Fletcher resident Jennifer Cary said her family's experience has been a "living hell" for the past four years. She said her 21-year-old daughter, Lindsay, struggled to kick a heroin problem that began after she started abusing prescription drugs at 17, following the birth of her first child.

Lindsay did stints at Vermont's two residential treatment facilities for opiate addicts — Valley Vista in Bradford and the Serenity House in Wallingford — and was enrolled in the outpatient "spoke" program in Morrisville, according to her mother. Jennifer would drop her daughter off every day at 8 a.m. and pick her up at the clinic around noon after she had attended counseling and received a dose of Suboxone.

"It was financially and emotionally a huge burden, but what else can we do? We're trying to keep our kid alive," Jennifer said. Her daughter started using heroin again, failed the clinic's urine screening and was booted from treatment.

Desperate, Jennifer enrolled her daughter in the type of long-term abstinence center that Crutchfield advocates, even though her insurance plan covers only a fraction of the cost. Lindsay told Seven Days that without Suboxone, she has been able to focus more intently on evaluating her life and learning why she was vulnerable to addiction.

Her mom has become far too wary of relapses to declare victory. But after more than five months in the Green Mountain Treatment Center in Effingham, N.H., Lindsay said she is clean and making plans to stay that way after she is discharged later this year.

Abstinence supporters say their programs aren't better solely because they don't involve drugs. They also generally provide longer inpatient stays — anywhere from three months to a year. Patients in the traditional programs at Valley Vista and the Serenity House typically stay for less than one month.

Lindsay said the longer stay in New Hampshire made a big difference.

"It's the only thing that's worked for me," she said. "When I've gone to other places, you do 30 days and it's, 'OK, you're good.' How can you cure an addiction that's lasted five years in 30 days?"

Eric Spofford owns the Green Mountain Treatment Center and six other treatment centers in New Hampshire that promote abstinence. He said many Vermonters come to his clinics, and he recently explored opening up a long-term treatment center in Manchester, Vt., that would have been the first of its kind in the state. He backed off after concluding that it would take him two years to get through the process of petitioning the Green Mountain Care Board and obtaining the required "certificate of need."

Spofford, who is a recovering heroin addict himself, acknowledged the heightened risks of overdose by abstinence patients but said it is important to give addicts and their families choices.
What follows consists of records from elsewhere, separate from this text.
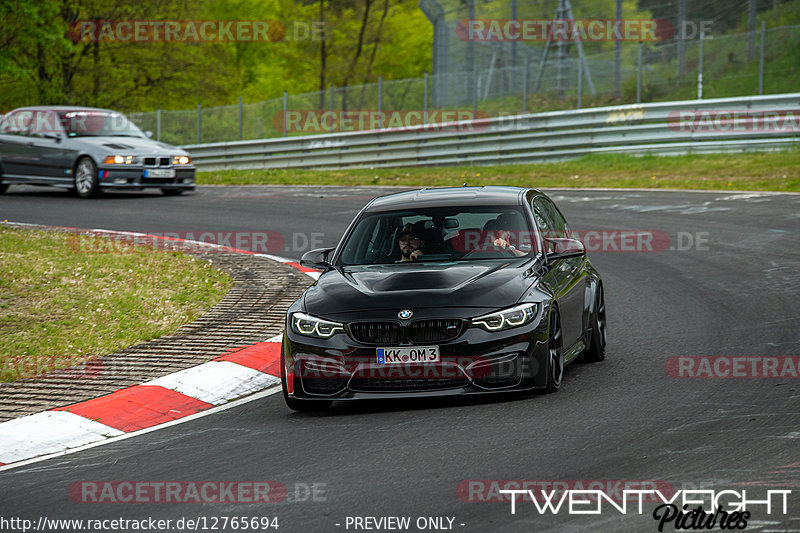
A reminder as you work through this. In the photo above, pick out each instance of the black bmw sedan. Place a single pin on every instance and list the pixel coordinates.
(444, 291)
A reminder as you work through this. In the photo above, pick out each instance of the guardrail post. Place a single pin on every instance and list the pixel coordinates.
(761, 59)
(474, 91)
(639, 76)
(525, 85)
(700, 70)
(285, 110)
(425, 103)
(330, 104)
(380, 101)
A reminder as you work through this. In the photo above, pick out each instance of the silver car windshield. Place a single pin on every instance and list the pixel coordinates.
(463, 233)
(93, 123)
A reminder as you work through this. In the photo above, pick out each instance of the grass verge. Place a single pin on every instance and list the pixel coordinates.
(756, 171)
(60, 306)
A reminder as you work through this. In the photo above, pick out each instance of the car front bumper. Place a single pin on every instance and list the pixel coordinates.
(137, 178)
(475, 362)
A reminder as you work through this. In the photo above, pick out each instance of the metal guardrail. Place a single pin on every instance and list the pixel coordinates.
(635, 129)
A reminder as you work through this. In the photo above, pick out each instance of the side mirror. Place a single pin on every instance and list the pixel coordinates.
(317, 258)
(559, 247)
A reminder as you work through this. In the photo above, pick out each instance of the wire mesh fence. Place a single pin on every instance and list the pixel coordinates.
(496, 86)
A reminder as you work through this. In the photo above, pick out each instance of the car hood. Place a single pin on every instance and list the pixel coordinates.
(127, 145)
(489, 284)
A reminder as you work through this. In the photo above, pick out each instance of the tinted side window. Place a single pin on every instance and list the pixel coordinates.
(552, 226)
(17, 123)
(558, 220)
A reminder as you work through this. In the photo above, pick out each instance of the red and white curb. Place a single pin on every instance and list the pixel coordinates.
(232, 376)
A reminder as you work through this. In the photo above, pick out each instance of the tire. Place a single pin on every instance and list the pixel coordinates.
(86, 184)
(597, 344)
(555, 357)
(295, 404)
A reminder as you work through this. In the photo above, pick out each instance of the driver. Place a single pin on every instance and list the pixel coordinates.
(410, 241)
(502, 235)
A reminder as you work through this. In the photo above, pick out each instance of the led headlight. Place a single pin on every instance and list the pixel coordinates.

Reliance on Suboxone or methadone is suboptimal, he said, because addicts have to spend so much of their energy going to clinics for the drugs.
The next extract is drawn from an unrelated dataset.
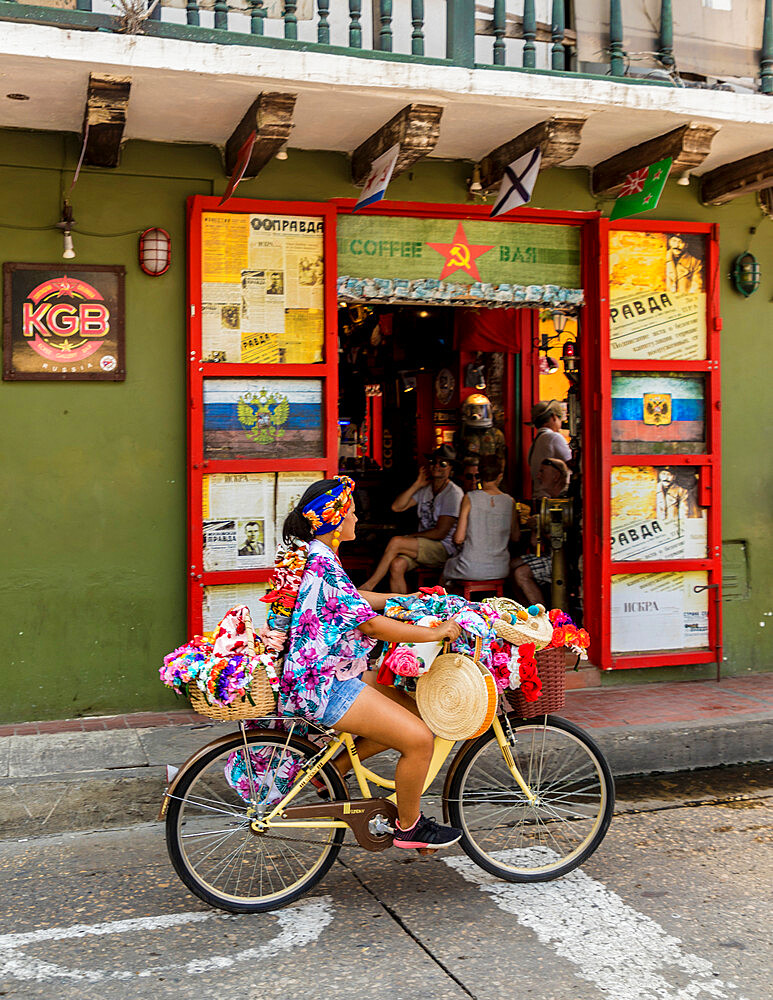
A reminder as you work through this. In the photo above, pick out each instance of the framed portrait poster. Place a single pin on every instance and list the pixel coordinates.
(63, 322)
"Given my own personal experience on methadone, and being involved in some capacity with thousands of [addicts], I've rarely ever seen anyone be successful with a quality of life that is attractive while on Suboxone," said Spofford. "They use it as a crutch to their opiate addiction. We want to get people to a place of freedom, where you don't have to wake up in fear. It's about living a life of purpose."

There are no prohibitions on abstinence treatment centers in Vermont, but no such facility has ever applied for permits, according to Vermont Department of Health deputy commissioner Barbara Cimaglio.

Cimaglio said the Department of Health would not oppose it but does not support abstinence as a broad public-health policy. She did acknowledge that it works for some.

Crutchfield appears to be one of them. Now 29, married and expecting her first child, she is back in Colchester, handling alumni relations for BRC Recovery, the Texas clinic that she credits for saving her life. She's participating in local panel discussions and meeting Vermont addicts whose lives do not seem to be improving on medication-assisted treatment.

"I can't tell you the end-all, be-all solution to this," Crutchfield said. "But we have to create something different."